Coffee and sugar closed up as the Brazilian currency reached the strongest level against the dollar since July, a movement that tends to reduce hedging from the world’s largest producer of both commodities.
* March New York cocoa closed up $13 to $2,651 a tonne, having hit its lowest in nearly two weeks in the previous session.
* Dealers noted it makes no economic sense to bring in fresh beans to grade on the exchange at the moment, meaning the market could be skewed to the upside as falling stocks would be a buy signal to the funds.

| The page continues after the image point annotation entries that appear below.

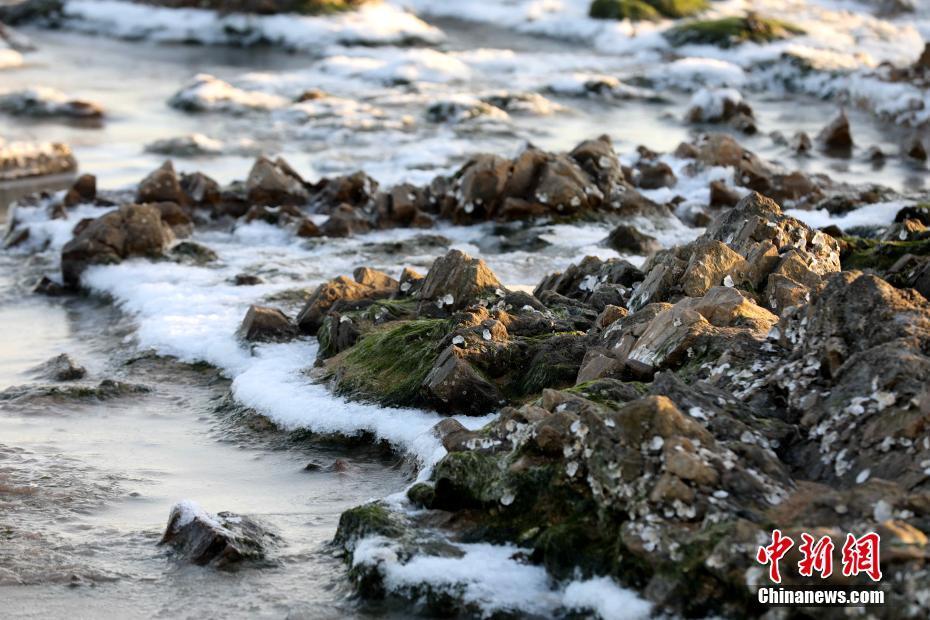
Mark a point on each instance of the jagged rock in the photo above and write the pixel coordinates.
(21, 12)
(837, 135)
(263, 324)
(752, 245)
(265, 7)
(131, 230)
(456, 281)
(592, 281)
(60, 368)
(374, 278)
(47, 286)
(105, 390)
(722, 196)
(162, 185)
(345, 221)
(801, 143)
(453, 384)
(655, 175)
(275, 183)
(865, 401)
(328, 294)
(224, 540)
(47, 102)
(201, 190)
(193, 253)
(84, 191)
(627, 239)
(247, 279)
(915, 150)
(355, 190)
(19, 160)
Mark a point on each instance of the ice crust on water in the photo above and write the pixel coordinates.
(490, 578)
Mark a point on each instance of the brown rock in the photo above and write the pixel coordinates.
(263, 324)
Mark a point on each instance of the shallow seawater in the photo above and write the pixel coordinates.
(86, 487)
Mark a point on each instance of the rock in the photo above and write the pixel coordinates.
(374, 278)
(161, 185)
(201, 190)
(130, 231)
(247, 279)
(263, 324)
(193, 253)
(60, 368)
(84, 191)
(456, 281)
(731, 31)
(190, 145)
(29, 10)
(875, 154)
(47, 102)
(453, 385)
(627, 239)
(636, 10)
(59, 395)
(19, 160)
(326, 295)
(745, 246)
(800, 143)
(345, 221)
(869, 342)
(275, 183)
(47, 286)
(656, 175)
(915, 150)
(722, 196)
(224, 541)
(265, 7)
(836, 136)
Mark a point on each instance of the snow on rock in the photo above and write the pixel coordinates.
(205, 93)
(493, 580)
(375, 24)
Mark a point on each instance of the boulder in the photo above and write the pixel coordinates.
(161, 185)
(130, 231)
(84, 191)
(836, 136)
(627, 239)
(326, 295)
(60, 368)
(456, 281)
(275, 183)
(224, 541)
(263, 324)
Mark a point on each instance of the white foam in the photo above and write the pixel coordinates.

* Cocoa farmers in Ivory Coast said on Thursday they would withdraw from chocolate industry sustainability programs if companies try to avoid paying a premium aimed at combating farmer poverty. Ivory Coast and Ghana have banned all such programs that Hershey runs in their countries.

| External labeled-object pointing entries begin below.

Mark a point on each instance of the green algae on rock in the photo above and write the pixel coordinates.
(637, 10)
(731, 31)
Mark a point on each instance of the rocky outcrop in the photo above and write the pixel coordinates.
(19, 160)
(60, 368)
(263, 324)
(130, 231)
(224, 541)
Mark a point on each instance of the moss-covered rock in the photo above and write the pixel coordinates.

* March London cocoa settled down 9 pounds, or 0.5%, at 1,780 pounds per tonne.
* March raw sugar rose 0.11 cent to 14.71 cents per pound, having hit a three-week low in the prior session.
* The dollar index hit its lowest in more than two years, making dollar-priced commodities like sugar and coffee cheaper for non-U.S. investors.
* Dealers said sugar is consolidating within range, though recent upside momentum has been lost.
* Egypt has extended an import ban on white and raw sugar for three months.
* March white sugar rose $2.5 to $403.60 a tonne.
* March arabica coffee settled up 0.95 cent, or 0.8%, at $1.2005 per lb.
* Massimiliano Pogliani, chief executive at Italian coffee processor illycaffe, does not see supply tightness next year as a result of a possible reduction in Brazilian production. He said, however, that the company is well supplied after a bumper crop in Brazil this year, as the country provides around half of the company’s coffee.
* March robusta coffee settled up $7, or 0.5%, at $1,371 a tonne.
* Domestic coffee prices in Vietnam, the world’s top robusta producer, narrowed this week on rising supplies as the 2020-2021 harvest picked up pace.